En ce début du XXIe siècle, à l'heure de l'Europe, il ne peut plus exister d'Aubrac Aveyronnais, d'Aubrac Cantalien ou d'Aubrac Lozérien. Il n'existe qu'un Aubrac, et tous ses amoureux qui le parcourent à longueur d'année, vous le diront : ils se moquent éperdument de se promener et de rêver dans l'Aveyron, le Cantal ou la Lozère. Ils se moquent de toute les frontières administratives, quand en passant ils caressent de la main la rondeur d'une roche basaltique sculptée par les volcans et les vents.
Aubrac
Là-haut, dans le ciel d'Aubrac,
Tout comme les Caravelles
De Christophe Colomb,
Des nuages naviguent
Toutes voiles dehors.
Ils font vivre la terre
Par les ombres
Que le soleil anime.
Ici, ils creusent le sol
D'un soc de granit.
Là, ils éclairent un troupeau
Qui depuis l'aine d'un ruisseau
Se disperse à coup de sonnailles.
Ils jouent avec les herbes vertes
Et jaunes aussi,
Qui comme autant de vagues
Roulent sous le vent.
On rêve alors d'Irlande
Et de yourtes Mongoles.
Et puis le ciel grisaille
Pour servir d'écrin
A un soleil blanc,
Juste un peu avant
Que le vent ne se lève
Et tourmente la neige
Jusqu'à en faire des murs.
L'hiver s'installe alors
Dans un confort douillet
Qui ébouriffe les moineaux
Et jette des gerbes d'étincelles,
Cheveux d'étoiles filantes,
Dans toutes les cheminées.
Hêtres
Parfois dans les forêts
Il y a des chemins
Où l'on n'a pas besoin
De se tenir par la main.
De branche à branche,
Et du frisson d'une feuille,
Les grands hêtres
Sous l'écorce d'un été
Presque finissant
Nous mettent en émoi
Un presque rien
Nous conte aussitôt un demain
Dans le sentier du rêve.
Naissent alors des désirs,
Dans l'impossible
Du toujours...
Possible.
Heureusement le chemin
De nos forêts nous conduit
Dans des ailleurs
Qui se ressemblent
Parce qu'ils ont
Notre âge.
Bref, si certains journalistes stagiaires ont débuté leur carrière par les fameux chiens écrasés, moi c'est par les vaches! Et pas n'importe lesquelles, puisque ce sont celles qui ont les plus beaux yeux du monde.

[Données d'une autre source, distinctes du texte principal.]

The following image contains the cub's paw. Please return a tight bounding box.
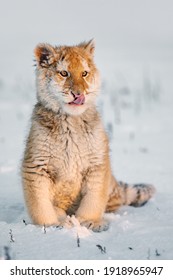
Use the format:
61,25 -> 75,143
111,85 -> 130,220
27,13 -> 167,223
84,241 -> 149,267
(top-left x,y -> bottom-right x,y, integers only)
81,220 -> 109,232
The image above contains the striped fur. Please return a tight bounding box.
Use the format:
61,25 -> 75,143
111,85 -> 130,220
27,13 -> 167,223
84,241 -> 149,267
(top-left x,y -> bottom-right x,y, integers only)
22,41 -> 154,231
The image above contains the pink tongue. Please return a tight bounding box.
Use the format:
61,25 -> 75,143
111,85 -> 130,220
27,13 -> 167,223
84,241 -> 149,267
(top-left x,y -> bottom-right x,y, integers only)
70,94 -> 85,105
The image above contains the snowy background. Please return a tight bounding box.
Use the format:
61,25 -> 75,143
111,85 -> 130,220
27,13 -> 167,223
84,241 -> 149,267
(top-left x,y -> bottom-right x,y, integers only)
0,0 -> 173,260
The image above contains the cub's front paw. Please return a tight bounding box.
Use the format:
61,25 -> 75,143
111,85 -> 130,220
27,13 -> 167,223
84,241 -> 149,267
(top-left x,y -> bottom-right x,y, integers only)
81,220 -> 109,232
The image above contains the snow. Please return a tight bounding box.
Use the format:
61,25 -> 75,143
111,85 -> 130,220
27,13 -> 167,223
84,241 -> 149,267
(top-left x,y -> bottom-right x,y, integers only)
0,0 -> 173,260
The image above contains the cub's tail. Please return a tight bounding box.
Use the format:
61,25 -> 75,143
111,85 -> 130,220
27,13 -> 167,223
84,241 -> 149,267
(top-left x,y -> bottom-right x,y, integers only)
106,178 -> 155,212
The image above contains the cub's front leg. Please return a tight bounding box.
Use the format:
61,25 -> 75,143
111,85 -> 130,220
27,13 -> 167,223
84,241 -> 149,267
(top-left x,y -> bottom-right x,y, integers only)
22,168 -> 66,226
76,166 -> 110,231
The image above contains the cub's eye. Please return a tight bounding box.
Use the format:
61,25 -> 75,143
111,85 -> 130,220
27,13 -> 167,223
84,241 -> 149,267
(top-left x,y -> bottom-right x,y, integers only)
82,71 -> 88,77
59,70 -> 68,77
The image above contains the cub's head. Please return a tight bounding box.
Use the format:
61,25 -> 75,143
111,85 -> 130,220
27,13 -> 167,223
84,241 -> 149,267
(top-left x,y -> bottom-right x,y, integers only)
35,40 -> 100,115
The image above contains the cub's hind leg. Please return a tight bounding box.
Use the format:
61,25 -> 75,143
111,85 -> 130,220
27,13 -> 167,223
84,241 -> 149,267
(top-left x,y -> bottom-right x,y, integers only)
106,176 -> 155,212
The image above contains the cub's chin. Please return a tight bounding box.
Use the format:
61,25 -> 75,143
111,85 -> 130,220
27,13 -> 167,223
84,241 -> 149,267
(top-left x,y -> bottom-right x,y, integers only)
63,103 -> 88,116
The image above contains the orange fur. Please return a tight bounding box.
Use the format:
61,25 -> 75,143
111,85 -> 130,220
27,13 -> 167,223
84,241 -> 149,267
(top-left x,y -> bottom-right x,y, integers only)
22,41 -> 154,231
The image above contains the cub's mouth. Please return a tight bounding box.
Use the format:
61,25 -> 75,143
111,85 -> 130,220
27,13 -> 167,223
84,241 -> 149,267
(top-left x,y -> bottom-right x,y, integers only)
68,94 -> 85,106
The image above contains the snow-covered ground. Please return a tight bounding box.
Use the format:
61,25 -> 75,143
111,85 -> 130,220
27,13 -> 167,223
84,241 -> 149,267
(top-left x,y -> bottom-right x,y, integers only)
0,0 -> 173,260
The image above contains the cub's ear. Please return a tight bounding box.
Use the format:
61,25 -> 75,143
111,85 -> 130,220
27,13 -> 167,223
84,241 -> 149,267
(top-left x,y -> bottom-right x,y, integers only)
34,44 -> 55,68
78,39 -> 95,56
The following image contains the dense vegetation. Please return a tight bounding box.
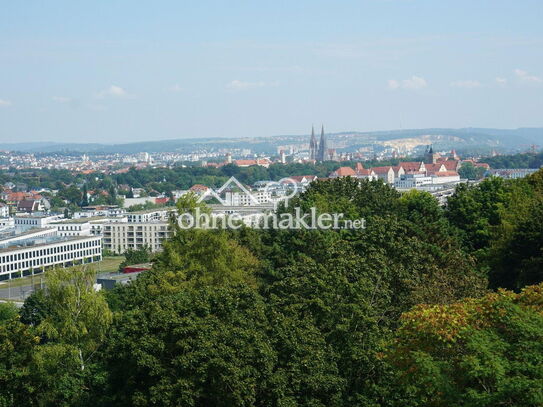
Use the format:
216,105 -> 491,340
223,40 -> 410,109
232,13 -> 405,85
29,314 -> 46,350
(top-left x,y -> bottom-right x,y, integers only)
481,152 -> 543,168
0,170 -> 543,407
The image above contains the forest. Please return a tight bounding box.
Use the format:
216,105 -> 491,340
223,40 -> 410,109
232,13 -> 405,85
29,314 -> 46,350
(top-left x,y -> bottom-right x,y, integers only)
0,170 -> 543,407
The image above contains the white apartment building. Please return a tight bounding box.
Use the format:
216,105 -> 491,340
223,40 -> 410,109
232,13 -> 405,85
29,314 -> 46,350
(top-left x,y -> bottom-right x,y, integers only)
49,219 -> 91,236
0,233 -> 102,280
102,222 -> 172,254
126,209 -> 172,223
432,171 -> 460,184
13,215 -> 64,231
394,173 -> 432,189
225,190 -> 272,206
0,202 -> 9,218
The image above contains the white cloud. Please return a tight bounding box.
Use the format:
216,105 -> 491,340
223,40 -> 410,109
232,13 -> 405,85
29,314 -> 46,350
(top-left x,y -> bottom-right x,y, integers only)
388,75 -> 428,90
170,83 -> 184,93
451,79 -> 482,89
226,79 -> 279,90
52,96 -> 72,103
96,85 -> 131,99
514,68 -> 543,83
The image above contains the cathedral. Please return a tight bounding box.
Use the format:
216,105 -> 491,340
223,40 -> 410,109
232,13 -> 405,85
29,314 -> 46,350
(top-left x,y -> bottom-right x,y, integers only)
309,126 -> 328,161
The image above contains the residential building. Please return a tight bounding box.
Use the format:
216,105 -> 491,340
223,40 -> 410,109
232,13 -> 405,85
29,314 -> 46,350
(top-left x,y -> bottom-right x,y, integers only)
126,209 -> 173,223
0,233 -> 102,280
102,222 -> 172,254
13,215 -> 63,231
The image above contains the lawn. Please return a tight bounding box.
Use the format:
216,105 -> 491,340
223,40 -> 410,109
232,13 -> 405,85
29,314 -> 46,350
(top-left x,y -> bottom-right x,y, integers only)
93,256 -> 124,273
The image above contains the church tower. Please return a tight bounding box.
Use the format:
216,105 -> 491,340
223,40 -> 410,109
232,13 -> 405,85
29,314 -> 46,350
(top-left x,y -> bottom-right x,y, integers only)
424,144 -> 441,164
309,126 -> 318,160
317,125 -> 328,161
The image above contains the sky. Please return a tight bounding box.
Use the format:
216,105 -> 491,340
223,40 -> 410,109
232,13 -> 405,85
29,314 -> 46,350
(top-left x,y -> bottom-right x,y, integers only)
0,0 -> 543,143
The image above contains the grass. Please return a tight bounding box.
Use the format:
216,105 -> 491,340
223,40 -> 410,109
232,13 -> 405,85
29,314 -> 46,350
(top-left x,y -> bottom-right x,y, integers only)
94,256 -> 124,273
0,256 -> 124,288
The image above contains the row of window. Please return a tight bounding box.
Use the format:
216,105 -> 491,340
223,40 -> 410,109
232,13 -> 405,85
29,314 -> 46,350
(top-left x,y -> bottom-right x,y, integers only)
0,247 -> 101,273
0,240 -> 100,264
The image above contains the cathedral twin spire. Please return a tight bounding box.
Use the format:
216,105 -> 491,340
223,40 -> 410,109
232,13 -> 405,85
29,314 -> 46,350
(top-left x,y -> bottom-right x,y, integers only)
309,125 -> 328,161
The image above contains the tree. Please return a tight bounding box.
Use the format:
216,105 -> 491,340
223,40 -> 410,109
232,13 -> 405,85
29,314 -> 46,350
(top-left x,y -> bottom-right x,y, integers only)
388,285 -> 543,407
107,285 -> 275,407
0,302 -> 19,324
19,290 -> 52,326
38,267 -> 112,370
119,245 -> 152,271
0,318 -> 39,407
458,161 -> 486,179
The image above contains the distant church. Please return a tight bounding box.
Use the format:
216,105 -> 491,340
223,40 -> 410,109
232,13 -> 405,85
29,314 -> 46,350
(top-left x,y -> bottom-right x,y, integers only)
309,125 -> 328,161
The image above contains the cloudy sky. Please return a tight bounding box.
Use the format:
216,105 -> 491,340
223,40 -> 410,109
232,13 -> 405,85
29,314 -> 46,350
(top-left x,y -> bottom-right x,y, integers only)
0,0 -> 543,143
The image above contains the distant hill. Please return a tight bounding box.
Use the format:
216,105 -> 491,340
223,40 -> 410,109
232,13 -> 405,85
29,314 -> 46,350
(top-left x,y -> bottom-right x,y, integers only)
0,128 -> 543,154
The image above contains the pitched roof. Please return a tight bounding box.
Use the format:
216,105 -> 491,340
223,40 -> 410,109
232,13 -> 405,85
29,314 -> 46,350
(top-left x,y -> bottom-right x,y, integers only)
424,163 -> 447,172
289,175 -> 317,182
400,161 -> 422,171
433,171 -> 458,177
357,169 -> 375,176
234,160 -> 257,165
442,160 -> 460,171
372,166 -> 394,174
189,184 -> 209,191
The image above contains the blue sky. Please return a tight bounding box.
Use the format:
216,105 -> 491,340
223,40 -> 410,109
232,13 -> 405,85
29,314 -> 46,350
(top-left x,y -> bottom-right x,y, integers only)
0,0 -> 543,143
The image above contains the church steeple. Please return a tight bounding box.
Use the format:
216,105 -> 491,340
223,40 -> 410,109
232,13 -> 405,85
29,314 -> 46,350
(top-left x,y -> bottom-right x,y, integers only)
309,126 -> 318,160
317,125 -> 328,161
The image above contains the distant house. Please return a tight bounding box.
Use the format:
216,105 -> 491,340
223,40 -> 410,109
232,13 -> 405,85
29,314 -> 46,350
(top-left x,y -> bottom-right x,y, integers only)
189,184 -> 209,196
17,199 -> 50,213
372,166 -> 395,184
0,203 -> 9,218
329,167 -> 357,178
289,175 -> 317,187
234,158 -> 271,168
400,161 -> 426,174
329,163 -> 377,181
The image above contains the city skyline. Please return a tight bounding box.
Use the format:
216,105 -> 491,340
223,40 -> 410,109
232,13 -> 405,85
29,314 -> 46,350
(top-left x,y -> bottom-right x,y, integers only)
0,0 -> 543,143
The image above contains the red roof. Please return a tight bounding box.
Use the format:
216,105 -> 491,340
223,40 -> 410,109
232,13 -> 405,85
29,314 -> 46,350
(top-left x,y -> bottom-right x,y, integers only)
400,161 -> 422,171
372,166 -> 392,174
234,160 -> 257,165
434,171 -> 458,177
334,167 -> 356,177
189,184 -> 209,191
289,175 -> 317,182
357,169 -> 373,175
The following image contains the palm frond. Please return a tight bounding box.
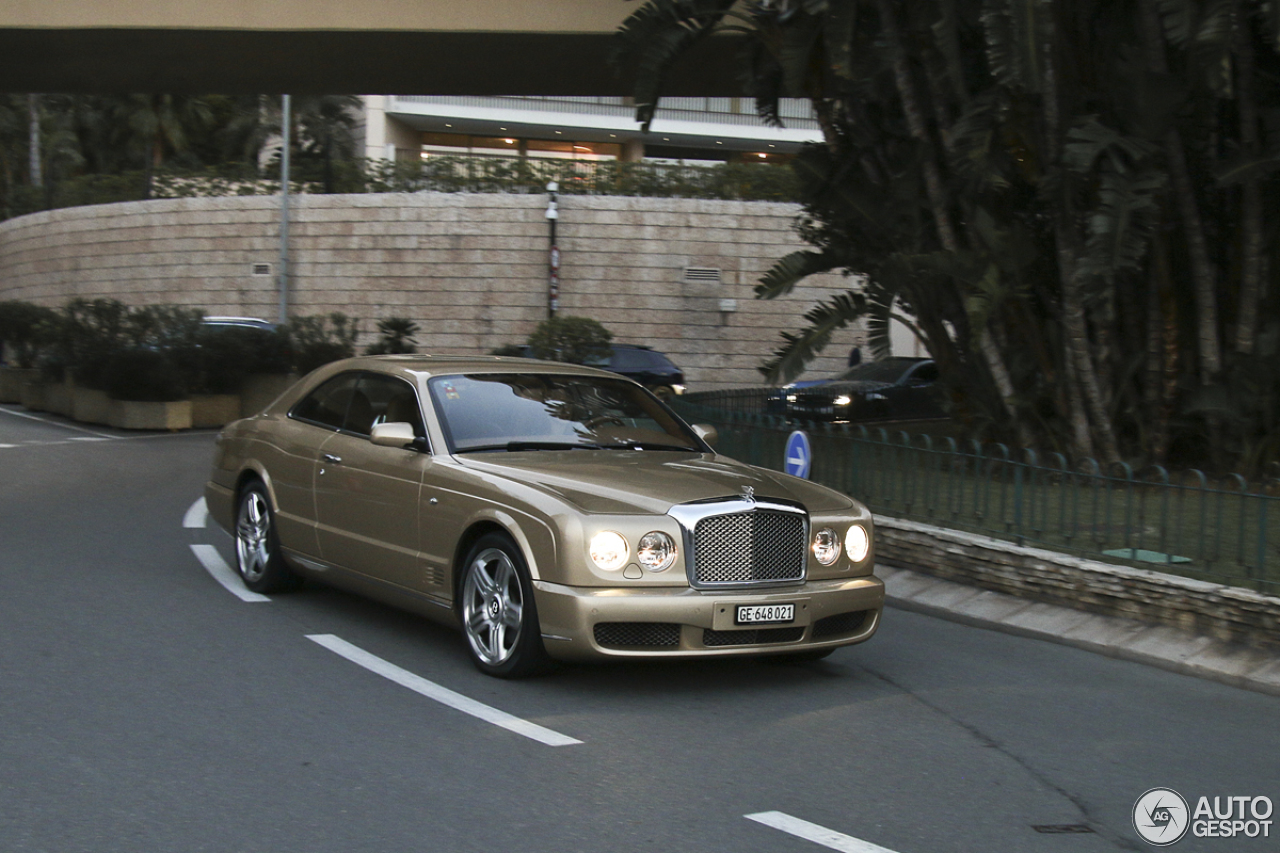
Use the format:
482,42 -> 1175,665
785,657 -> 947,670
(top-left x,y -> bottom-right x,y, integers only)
755,251 -> 844,300
760,291 -> 867,384
609,0 -> 733,132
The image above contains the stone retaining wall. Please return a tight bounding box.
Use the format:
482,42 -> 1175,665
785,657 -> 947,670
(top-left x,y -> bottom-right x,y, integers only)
0,193 -> 861,389
876,516 -> 1280,648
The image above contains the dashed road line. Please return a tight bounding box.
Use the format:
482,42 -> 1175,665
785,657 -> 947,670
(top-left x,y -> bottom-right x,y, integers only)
307,634 -> 582,747
182,498 -> 209,530
744,812 -> 893,853
191,544 -> 271,602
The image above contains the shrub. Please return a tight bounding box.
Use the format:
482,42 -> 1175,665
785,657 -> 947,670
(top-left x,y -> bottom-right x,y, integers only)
0,300 -> 59,369
285,311 -> 360,374
105,350 -> 191,402
365,316 -> 417,355
529,316 -> 613,364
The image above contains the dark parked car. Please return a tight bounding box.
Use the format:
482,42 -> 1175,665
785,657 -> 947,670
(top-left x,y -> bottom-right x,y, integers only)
591,343 -> 685,400
504,343 -> 685,400
768,356 -> 946,423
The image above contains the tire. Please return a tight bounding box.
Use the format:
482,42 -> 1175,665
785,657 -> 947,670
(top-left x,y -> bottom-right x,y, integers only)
458,533 -> 550,679
236,482 -> 301,593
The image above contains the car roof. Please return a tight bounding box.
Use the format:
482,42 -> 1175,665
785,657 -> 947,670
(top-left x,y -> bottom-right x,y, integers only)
317,353 -> 618,379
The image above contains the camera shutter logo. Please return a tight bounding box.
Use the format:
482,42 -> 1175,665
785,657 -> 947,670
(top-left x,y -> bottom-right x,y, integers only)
1133,788 -> 1192,847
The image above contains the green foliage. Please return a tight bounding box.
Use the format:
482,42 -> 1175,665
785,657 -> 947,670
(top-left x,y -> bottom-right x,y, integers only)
102,348 -> 191,402
365,316 -> 419,355
529,316 -> 613,364
284,311 -> 360,374
617,0 -> 1280,470
0,300 -> 58,369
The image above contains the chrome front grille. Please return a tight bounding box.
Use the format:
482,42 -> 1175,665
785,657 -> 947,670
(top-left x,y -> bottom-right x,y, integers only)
671,500 -> 809,588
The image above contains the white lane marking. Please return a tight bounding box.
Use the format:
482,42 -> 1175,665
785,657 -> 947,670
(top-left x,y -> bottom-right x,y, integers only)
191,544 -> 271,602
0,406 -> 115,438
744,812 -> 893,853
307,634 -> 582,747
182,498 -> 209,528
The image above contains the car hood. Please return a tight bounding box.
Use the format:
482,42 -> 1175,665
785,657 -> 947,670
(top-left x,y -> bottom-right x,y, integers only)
457,451 -> 852,515
805,379 -> 893,394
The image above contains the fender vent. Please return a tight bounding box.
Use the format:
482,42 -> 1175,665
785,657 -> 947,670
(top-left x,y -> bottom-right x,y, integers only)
685,266 -> 721,282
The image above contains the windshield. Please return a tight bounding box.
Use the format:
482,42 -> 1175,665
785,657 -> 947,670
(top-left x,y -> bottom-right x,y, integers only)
836,359 -> 916,383
428,373 -> 703,453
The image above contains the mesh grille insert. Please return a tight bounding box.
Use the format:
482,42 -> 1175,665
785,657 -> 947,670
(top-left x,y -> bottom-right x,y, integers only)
595,622 -> 680,648
703,626 -> 804,646
694,510 -> 805,584
813,610 -> 867,639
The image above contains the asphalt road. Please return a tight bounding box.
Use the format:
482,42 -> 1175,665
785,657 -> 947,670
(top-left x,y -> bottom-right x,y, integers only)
0,406 -> 1280,853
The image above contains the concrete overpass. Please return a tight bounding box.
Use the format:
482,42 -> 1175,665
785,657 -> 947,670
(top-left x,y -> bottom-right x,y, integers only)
0,0 -> 741,95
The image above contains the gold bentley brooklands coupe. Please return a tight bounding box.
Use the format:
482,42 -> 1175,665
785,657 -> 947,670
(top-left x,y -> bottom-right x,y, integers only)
205,356 -> 884,678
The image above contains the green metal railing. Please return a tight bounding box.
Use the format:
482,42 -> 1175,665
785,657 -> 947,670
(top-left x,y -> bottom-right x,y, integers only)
677,400 -> 1280,594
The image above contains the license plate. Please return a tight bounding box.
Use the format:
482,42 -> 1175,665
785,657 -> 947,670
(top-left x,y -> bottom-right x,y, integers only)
736,605 -> 796,625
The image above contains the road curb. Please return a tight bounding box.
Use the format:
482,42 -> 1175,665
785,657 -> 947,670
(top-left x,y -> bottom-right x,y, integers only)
876,565 -> 1280,695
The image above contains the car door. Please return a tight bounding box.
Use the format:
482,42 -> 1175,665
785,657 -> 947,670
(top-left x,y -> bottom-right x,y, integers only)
275,373 -> 358,557
315,373 -> 433,589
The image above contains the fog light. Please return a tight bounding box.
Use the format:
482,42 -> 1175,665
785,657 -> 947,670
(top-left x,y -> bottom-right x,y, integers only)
813,528 -> 840,566
636,530 -> 676,571
845,524 -> 872,562
590,530 -> 630,571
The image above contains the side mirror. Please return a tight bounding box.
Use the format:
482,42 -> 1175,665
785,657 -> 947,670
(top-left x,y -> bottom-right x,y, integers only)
694,424 -> 719,447
369,421 -> 417,447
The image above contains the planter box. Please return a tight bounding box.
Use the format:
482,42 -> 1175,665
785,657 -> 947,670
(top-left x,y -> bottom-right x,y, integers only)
108,400 -> 191,430
239,373 -> 298,418
0,368 -> 40,402
72,387 -> 111,425
191,394 -> 241,429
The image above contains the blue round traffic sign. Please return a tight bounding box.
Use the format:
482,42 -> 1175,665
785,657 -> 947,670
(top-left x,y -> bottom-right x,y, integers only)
782,429 -> 813,479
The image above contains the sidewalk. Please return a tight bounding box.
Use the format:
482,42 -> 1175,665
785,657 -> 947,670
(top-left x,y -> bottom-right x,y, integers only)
876,565 -> 1280,695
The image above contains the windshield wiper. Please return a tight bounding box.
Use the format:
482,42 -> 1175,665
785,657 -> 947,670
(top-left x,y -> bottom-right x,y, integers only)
458,442 -> 603,453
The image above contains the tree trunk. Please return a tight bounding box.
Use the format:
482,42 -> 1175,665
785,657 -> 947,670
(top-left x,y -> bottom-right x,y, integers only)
1139,0 -> 1222,386
27,95 -> 45,187
1231,0 -> 1262,355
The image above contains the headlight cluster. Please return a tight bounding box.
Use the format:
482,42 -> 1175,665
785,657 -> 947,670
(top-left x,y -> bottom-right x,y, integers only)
812,524 -> 872,566
589,530 -> 676,571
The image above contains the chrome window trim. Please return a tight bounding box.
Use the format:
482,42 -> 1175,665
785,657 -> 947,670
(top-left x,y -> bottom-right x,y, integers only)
667,498 -> 809,589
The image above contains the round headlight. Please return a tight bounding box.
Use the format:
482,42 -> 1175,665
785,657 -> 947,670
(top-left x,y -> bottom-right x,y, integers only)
636,530 -> 676,571
813,528 -> 840,566
591,530 -> 630,571
845,524 -> 872,562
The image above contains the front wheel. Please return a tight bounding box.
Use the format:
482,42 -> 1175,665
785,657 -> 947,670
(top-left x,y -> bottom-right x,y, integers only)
236,483 -> 300,593
461,533 -> 549,679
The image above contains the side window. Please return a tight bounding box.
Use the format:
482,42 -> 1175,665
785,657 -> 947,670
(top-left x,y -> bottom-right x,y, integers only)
908,362 -> 938,386
346,373 -> 426,438
289,373 -> 358,429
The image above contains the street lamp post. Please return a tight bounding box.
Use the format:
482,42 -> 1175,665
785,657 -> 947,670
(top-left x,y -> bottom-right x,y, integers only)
279,95 -> 293,325
547,181 -> 559,319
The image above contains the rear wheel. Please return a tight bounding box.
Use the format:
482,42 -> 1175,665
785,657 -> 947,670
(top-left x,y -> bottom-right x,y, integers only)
236,482 -> 300,593
461,533 -> 549,679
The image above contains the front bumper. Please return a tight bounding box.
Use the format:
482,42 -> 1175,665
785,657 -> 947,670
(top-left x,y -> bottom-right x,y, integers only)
534,576 -> 884,661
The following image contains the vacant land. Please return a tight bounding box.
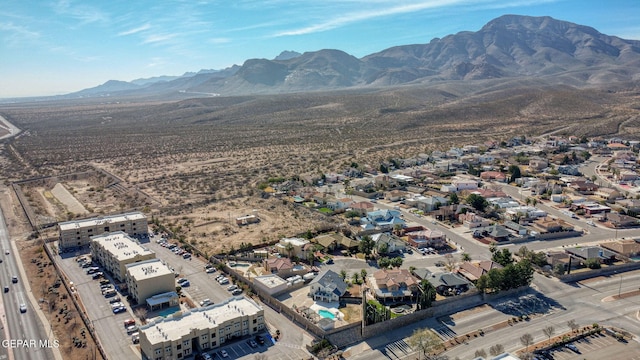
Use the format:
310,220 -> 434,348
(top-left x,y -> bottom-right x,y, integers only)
0,80 -> 640,251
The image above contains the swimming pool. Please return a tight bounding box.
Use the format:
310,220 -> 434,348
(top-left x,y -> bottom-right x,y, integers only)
318,309 -> 336,320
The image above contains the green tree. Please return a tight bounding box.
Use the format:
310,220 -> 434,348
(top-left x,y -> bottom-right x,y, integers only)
360,269 -> 367,282
584,258 -> 602,269
508,165 -> 522,182
389,257 -> 403,269
378,256 -> 391,269
358,235 -> 376,257
284,242 -> 295,258
340,269 -> 347,280
520,333 -> 533,352
351,272 -> 360,284
416,279 -> 436,310
378,242 -> 389,255
491,248 -> 513,266
542,325 -> 556,341
465,194 -> 488,211
407,329 -> 443,359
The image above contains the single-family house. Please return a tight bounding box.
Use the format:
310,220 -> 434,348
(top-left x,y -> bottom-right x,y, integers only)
406,229 -> 447,249
367,269 -> 419,303
529,157 -> 549,172
360,210 -> 405,230
616,199 -> 640,215
350,201 -> 374,217
565,246 -> 616,264
262,257 -> 293,278
568,181 -> 598,195
457,260 -> 502,282
606,213 -> 638,228
384,190 -> 407,201
600,239 -> 640,258
531,217 -> 573,234
458,211 -> 491,229
425,272 -> 473,296
276,238 -> 310,259
480,171 -> 507,182
595,187 -> 622,202
451,179 -> 478,191
371,233 -> 407,253
309,270 -> 347,302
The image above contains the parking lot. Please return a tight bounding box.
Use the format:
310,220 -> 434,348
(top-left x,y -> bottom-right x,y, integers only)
56,248 -> 136,359
550,334 -> 640,360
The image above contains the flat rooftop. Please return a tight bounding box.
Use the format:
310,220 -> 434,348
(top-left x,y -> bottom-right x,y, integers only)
127,259 -> 173,281
91,231 -> 154,261
253,274 -> 287,289
58,211 -> 147,230
140,296 -> 262,344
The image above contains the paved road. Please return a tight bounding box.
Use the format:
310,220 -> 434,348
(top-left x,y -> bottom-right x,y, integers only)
348,272 -> 640,360
0,204 -> 54,360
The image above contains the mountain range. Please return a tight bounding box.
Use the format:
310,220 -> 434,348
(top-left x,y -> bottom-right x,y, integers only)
70,15 -> 640,98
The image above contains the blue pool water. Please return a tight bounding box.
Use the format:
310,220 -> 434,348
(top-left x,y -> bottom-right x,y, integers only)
318,310 -> 336,320
158,306 -> 180,317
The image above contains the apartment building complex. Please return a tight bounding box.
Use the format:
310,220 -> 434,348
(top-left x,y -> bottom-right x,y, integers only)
58,212 -> 149,250
139,297 -> 265,360
126,259 -> 178,307
90,231 -> 156,282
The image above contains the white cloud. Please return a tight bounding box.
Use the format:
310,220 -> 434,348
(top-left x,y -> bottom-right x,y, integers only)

Le cerf a quelque chose d'irréel. Le matin surtout, quand traînent, ici et là, dans les clairières des lambeaux de brumes, et qu'il s'en fait des écharpes dont il se moque.
Sur l'Aubrac, tout semble être lié à l'hiver et aux inconvénients de cette saison alors que, le plus souvent, il s'agit d'une période magnifique qui précède un printemps grandiose mais pluvieux et multicolore de fleurs sauvages, un été brûlant agrémenté de nuits fraîches et un automne somptueux qui repeint la nature à la poussière d'or comme la cathédrale de Florence.
La bonne cuisine, familiale, goûteuse, dont le fumet fait souvent tourner les chiens en bourriques dans les cours des fermes quand la porte s'ouvre, est toujours d'actualité. Il s'agit de cette cuisine de femmes, qui se transmet encore de génération en génération, et à laquelle même les hommes se sont mis.
Un soleil tout aussi blanc que la neige fait soudain son apparition. Le paysage s'illumine. C'est grandiose. La poussière de neige brille dans le soleil. C'est un tout autre monde avec des grillages ouvragés par le gel, une fontaine statufiée, des murets sans le basalte, des arbres transis jusque dans leurs branches immobiles.
Pour fleurir les légendes de ce pays qui touche le ciel, rien ne vaut la gentiane, princesse de cette Mongolie miniature, même si, dans le Massif central, tout le monde ou presque la célèbre.
Il ne faut pas oublier que sur la montagne on est d'un acier bien trempé. On a son caractère et on reste obstiné.